Property consultant sees CBDs luring investors

Business Mirror by Dennis Estopace, 09-05-2014

WITH a "very positive" outlook for the Philippines property market, real-estate services firm KMC MAG Group said investors' focus will continue to be in properties within the commercial and business districts (CBD).

In its Midyear 2014 Report, the property consultant said, "investment activity is expected to stay robust, especially in the country's real-estate sector; demand for which will be driven by attractive yields posted across all property types."

"The leasing market, driven by the IT [Information Technology]-BPO [business-process outsourcing] sector, retains a positive atmosphere [while] the residential market continues to grow at a steady rate," the report said.

On the other hand, the current positive economic situation, leading to the rise in private domestic spending, is creating an opportune condition for the retail segment of the real estate sector, the report said. "Supported by growing arrivals, the favorable investment climate for the hotel sector remains, while the serviced office market remains strong as newly opened business centers are being leased out at a very rapid pace," the report added.

According to the 6-year-old company, approximately 140,000 square meters of office space in the CBDs is expected to be completed by the end of 2014.

And while BGC and Ortigas CBDs have turned their situation around-in 2013, both cities had low supply-the Makati CBD stock is expected to stagnate in the following years.

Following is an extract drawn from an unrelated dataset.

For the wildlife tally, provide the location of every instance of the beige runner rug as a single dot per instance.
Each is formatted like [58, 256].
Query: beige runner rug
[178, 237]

"Looking ahead, the strong leasing demand from the BPO sector will drive the market for the coming years. This is expected to result in higher rental and capital values in all real estate segments," KMC MAG said in its report.

The company also "expects the Premium and Grade A office markets to sustain its current pace with rental rates and capital values both expected to increase 7 percent year-on-year (YoY)."

"The residential market, meanwhile, is moving in a different direction." KMC MAG said it expects developers "will continue to actively launch their new projects, shifting focus from luxurious developments to lower to mid-end segments."

"Needless to say, only projects priced at reasonably affordable levels will enjoy higher take-up, as the target buyers are increasingly coming from the middle class." Small-sized apartments may become popular, according to KMC MAG, "and large-sized units may become the bane of developers."

"The high-end residential market will only have a modest growth as a result of a weakening demand from its target market." The company forecast rates to increase barely over inflation by another 3 percent to 5 percent YoY, "keeping the gross yield within the 8-percent to 10-percent spread." "Our positive outlook for the real estate sector also extends to Manila's retail market. We foresee that retail space in prime malls may hold opportunities for a rise in rental rate, as the larger population catchment will continue to provide strong retail sales."

KMC MAG added the retail market's "sustainable" development will justify the rental increase of 7 percent to 10 percent "as shopping center landlords are in a strong position to attract both existing retailers and new brands for market entry."